Non-Somali workers protest special accommodations for Muslims in Grand Island, Ne. (Grand Island Independent, via AP)
Like many local law enforcement offices around the country, the sheriff’s department in Outagamie County, Wisc., reports suspected illegal immigrants to I.C.E. through the Criminal Alien Program. But the Appleton Post Crescent reports that many of the people on the list of 352 names the department turned over to federal authorities over a 17-month period were not illegal immigrants at all. Some were U.S. citizens, some legal immigrants. In an ironic twist, one of the arrestees was actually a Native American.
The stated goal of the Protect Citizens and Residents from Unlawful Raids and Detention Act, a Senate bill sponsored by Ted Kennedy (D-Mass.) and Robert Menendez (D-N.J.) is to prevent this sort of thing. Though it’s likely the bill’s actual goal is to prevent embarrassing immigration raids from taking place, findings like those in Appleton add urgency to the measure.

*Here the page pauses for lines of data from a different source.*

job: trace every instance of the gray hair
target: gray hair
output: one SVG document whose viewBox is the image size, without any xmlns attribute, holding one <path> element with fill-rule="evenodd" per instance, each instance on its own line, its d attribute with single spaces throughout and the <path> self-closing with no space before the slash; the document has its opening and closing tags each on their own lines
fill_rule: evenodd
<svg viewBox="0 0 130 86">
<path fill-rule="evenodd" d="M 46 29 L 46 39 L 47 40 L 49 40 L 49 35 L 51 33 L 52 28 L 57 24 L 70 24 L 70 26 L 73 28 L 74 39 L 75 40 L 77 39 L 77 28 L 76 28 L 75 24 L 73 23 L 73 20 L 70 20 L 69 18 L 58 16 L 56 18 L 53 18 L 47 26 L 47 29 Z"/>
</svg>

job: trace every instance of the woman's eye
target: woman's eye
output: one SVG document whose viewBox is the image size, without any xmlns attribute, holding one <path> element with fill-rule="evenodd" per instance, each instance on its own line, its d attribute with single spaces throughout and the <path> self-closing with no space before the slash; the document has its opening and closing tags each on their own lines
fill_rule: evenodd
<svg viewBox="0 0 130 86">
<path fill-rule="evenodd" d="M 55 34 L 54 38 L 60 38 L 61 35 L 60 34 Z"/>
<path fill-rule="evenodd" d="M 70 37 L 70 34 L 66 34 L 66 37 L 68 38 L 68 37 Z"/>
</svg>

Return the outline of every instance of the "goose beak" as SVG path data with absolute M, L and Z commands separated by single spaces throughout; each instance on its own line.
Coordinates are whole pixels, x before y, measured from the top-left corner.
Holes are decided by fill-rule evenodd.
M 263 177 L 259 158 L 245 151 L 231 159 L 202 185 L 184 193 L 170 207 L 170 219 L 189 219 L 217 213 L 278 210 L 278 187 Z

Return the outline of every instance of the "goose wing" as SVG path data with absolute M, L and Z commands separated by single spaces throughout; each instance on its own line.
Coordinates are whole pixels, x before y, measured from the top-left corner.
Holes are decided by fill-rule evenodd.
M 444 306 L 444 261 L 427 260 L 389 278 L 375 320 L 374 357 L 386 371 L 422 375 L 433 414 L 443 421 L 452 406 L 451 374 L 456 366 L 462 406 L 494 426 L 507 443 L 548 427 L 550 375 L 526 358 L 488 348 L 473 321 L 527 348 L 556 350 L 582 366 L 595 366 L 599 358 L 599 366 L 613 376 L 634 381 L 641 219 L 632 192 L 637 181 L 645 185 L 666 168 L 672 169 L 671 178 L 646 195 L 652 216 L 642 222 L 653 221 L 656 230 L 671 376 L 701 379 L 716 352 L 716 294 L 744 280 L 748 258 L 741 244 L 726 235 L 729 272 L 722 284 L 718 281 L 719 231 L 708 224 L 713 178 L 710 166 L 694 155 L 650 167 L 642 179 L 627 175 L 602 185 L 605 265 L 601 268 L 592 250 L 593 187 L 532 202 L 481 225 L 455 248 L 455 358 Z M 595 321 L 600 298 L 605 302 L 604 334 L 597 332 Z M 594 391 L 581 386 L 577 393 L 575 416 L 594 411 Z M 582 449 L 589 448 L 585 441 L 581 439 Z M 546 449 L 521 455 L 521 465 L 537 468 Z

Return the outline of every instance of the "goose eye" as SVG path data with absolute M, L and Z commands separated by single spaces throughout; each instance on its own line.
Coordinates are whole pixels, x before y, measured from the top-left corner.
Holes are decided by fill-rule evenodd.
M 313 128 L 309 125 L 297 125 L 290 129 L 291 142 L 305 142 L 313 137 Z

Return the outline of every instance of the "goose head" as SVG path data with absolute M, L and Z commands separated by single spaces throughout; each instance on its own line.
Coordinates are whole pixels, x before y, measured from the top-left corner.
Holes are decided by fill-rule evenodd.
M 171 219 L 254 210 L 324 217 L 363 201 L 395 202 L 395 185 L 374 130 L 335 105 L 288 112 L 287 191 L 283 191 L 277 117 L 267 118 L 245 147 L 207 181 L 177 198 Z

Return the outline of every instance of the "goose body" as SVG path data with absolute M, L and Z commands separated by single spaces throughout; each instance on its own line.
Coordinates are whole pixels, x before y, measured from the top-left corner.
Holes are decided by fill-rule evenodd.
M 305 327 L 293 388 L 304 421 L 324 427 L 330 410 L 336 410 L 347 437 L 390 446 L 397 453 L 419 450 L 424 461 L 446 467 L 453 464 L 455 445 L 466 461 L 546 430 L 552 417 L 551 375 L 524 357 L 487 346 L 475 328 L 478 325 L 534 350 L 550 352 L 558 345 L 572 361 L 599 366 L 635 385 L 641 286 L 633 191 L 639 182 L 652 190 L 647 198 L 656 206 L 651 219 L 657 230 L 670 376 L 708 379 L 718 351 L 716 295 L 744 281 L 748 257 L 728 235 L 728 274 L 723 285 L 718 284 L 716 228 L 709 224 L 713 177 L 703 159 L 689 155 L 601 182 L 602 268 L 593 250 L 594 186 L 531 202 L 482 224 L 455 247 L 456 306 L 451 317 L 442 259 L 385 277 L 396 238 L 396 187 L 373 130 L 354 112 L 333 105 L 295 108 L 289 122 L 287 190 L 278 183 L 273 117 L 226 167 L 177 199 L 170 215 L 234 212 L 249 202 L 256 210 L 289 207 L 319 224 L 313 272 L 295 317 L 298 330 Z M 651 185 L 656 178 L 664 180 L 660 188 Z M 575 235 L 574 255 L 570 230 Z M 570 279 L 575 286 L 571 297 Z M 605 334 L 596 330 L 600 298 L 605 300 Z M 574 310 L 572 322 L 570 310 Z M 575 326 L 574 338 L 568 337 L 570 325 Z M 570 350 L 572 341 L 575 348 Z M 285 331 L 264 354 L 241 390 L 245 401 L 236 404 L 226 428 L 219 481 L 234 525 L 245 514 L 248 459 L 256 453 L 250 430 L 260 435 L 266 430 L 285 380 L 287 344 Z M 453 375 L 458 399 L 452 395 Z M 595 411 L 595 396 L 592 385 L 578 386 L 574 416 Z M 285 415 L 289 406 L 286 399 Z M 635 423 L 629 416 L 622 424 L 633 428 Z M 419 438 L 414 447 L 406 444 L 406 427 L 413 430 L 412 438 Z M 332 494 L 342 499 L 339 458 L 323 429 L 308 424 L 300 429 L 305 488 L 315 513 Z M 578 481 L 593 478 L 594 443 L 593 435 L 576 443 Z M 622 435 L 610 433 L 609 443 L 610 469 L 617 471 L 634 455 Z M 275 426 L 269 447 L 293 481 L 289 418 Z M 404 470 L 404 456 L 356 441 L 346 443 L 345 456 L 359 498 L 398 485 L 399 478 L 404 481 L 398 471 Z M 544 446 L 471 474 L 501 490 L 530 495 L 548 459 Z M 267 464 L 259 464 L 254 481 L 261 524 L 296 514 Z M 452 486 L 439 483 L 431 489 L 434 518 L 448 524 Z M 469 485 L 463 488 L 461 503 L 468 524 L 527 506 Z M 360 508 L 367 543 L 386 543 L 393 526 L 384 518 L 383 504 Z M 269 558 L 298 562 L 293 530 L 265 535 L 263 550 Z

Meanwhile, it appears that immigration raids do not even have the effect of removing illegal immigrants from the country. Two years after a raid on a Swift & Co. meatpacking plant, in Nebraska, the Grand Island Independent reports, immigrant workers are back on the job, though the community remains skittish. As in Postville, Iowa, tensions are arising between whites and Latinos in Grand Island and the Somali refugees–in the country legally–who arrived to replaced arrested workers.
1 response so far ↓
1 Milton Smith // Oct 20, 2008 at 5:19 am
Legal citizens and native Indians should be able to prove their citizenship. All illegals must be deported!!